Optimization, curve-fitting and probability

Quote from Wong Lee:


ROFLMAO!!!!!!!!!!!!!!!!!!!

Wong!
LOL! At least Wong gets the joke. He probably knows that exactly this has been said by Confuzius and later re-quoted by Kim Ung-Yong, two major philosophers, both probably a lot smarter than "nononsense".

"nononsense", however, still walks around the lives of the literate completely blind withtout a cane, embarrassing himself by criticizing those who know. How funny can you be LOL?

I'm putting "nononsense" into quotation marks now, because it's such a funny oxymoron, I just have to highlight it.


Best Compliments,
~Scientist :)
 
@harrytrader

I appreciated your in-depth post much. Let me please ask some questions:

Quote from harrytrader:


Supposing that the premisces of the student test (more generally of a parametric test) are reasonable (which is not evident as said above but let's do as if they were) this says that if "the (true but unknown) mean was equal to 0" (called null hypothesis H0) the probability would be alpha = 0.00184. The contrary of H0 is "the (true but unknown) mean wasn't equal to 0". Then the basic axiom of probability says that Prob(H0) + Prob (non H0) = 1 (since 1 is the probability of certainty :) ) so that Prob (non H0) = 1 - Prob(H0) = 1-0.00184. This is called the significance of the test.
After that if an experience E is repeated with independancy, etc., the probability of P(E1*E2*E3*..*En)=P(E1)*P(E2)... this explains power(1-0.00184, 20).
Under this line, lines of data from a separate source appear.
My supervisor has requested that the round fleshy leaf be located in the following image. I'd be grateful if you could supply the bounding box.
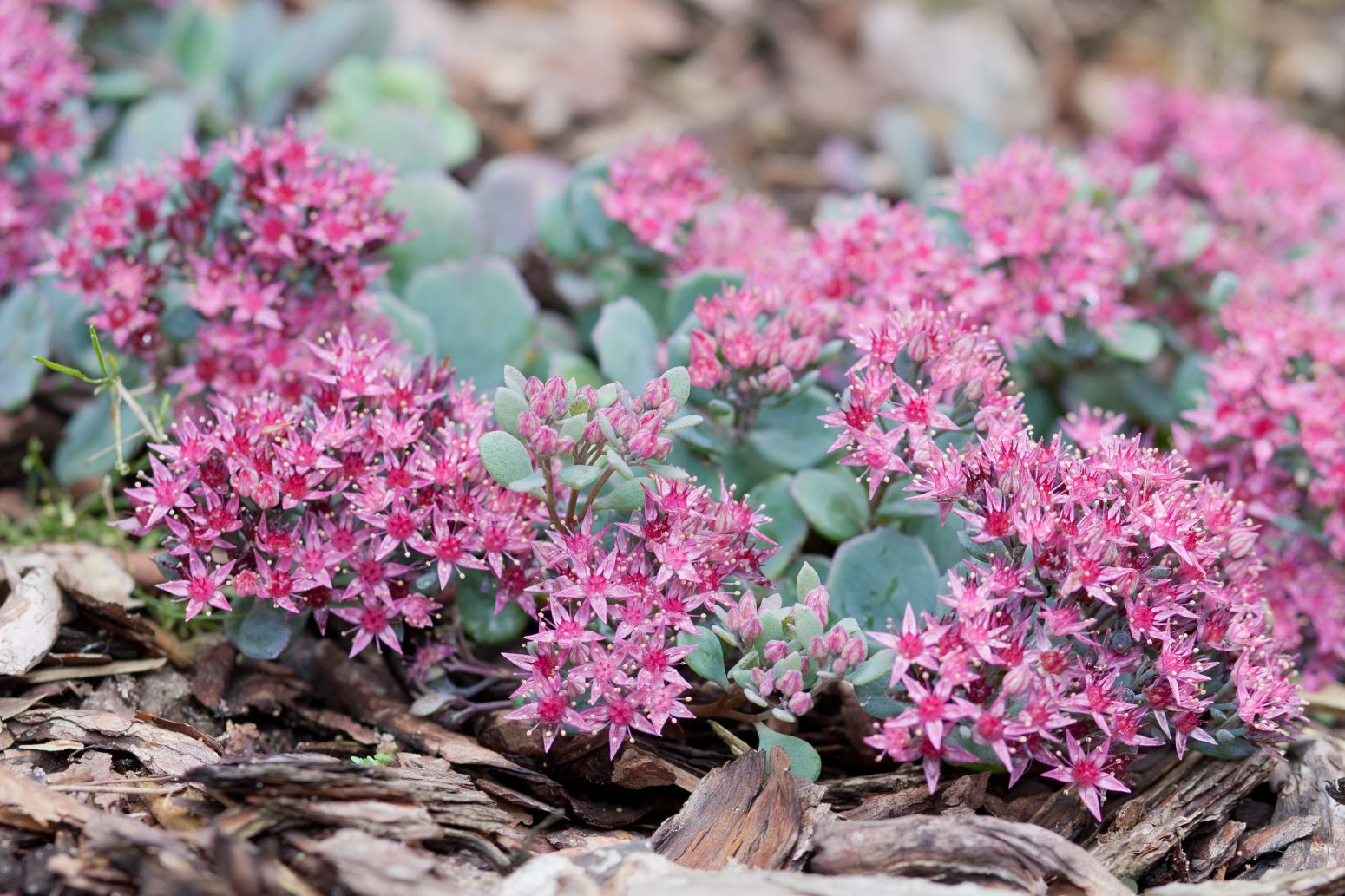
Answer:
[112,93,196,164]
[472,154,569,256]
[594,298,659,394]
[827,529,942,631]
[756,723,822,781]
[748,474,809,579]
[384,173,486,289]
[457,571,528,647]
[1103,320,1164,364]
[677,625,729,688]
[477,429,533,486]
[495,386,528,436]
[378,293,435,358]
[748,386,834,469]
[790,467,869,544]
[794,559,822,598]
[406,258,536,389]
[225,598,304,659]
Substracted from 1 give the significance.
Thanx for your explanation. I understand the basics of statistical calculations. So I know how and how the calculation is performed, but I don't understand the "meaning" (don't have a better term). The calculation return the probability that 20 independent test of the same probability all(!!) show me that there is a Prob(non HO) is true. But what does that mean? What does this imply in the above context? May be, I still have turned my brain off ... :)

Quote from ButterMilk:

Words from a successful optimizer:
...
3. always walkforward realistically
@ButterMilk
Could you please elaborate on the term "realistically" ?


Quote from nitro:

The reason is obvious. Even when you write a new system, althought the system has never been optimized against the data, every time YOU have written a system against the data set, you are optimizing YOURSELF, which in turn are becoming more and more curvefitted to writing winning systems on that data. The correct way to really test this is not only to hold back data from the system, but hold back data FROM YOURSELF that you will never see. Once you have seen that data, you should have some sort of utility penalty function that subtracts some profit from the system if you write a new system against that data, or optimize against it in any way. The idea is ALWAYS to have at least a year of data that you have NEVER seen.

@Nitro
True words. That's what in fact made me thinking about what I'm doing when I select any parameter set for a given strategy. Any selection of parameter (or even a strategy itself) is an "optimization". Every time I test and validate a strategy, I choose settings parameters which can even hardly be testet "out-of-sample" or "walk-forward". Examples:
- the pool of instruments I focus on
- length of in-sample and out-of-sample periods

Ok, I do not want this issue to become too academic. So I ask myself: do strict roll-forward tests (stepwise through the complete time-frame, verifying virtually "all" selected parameters) make sense, or is this simply not possible ?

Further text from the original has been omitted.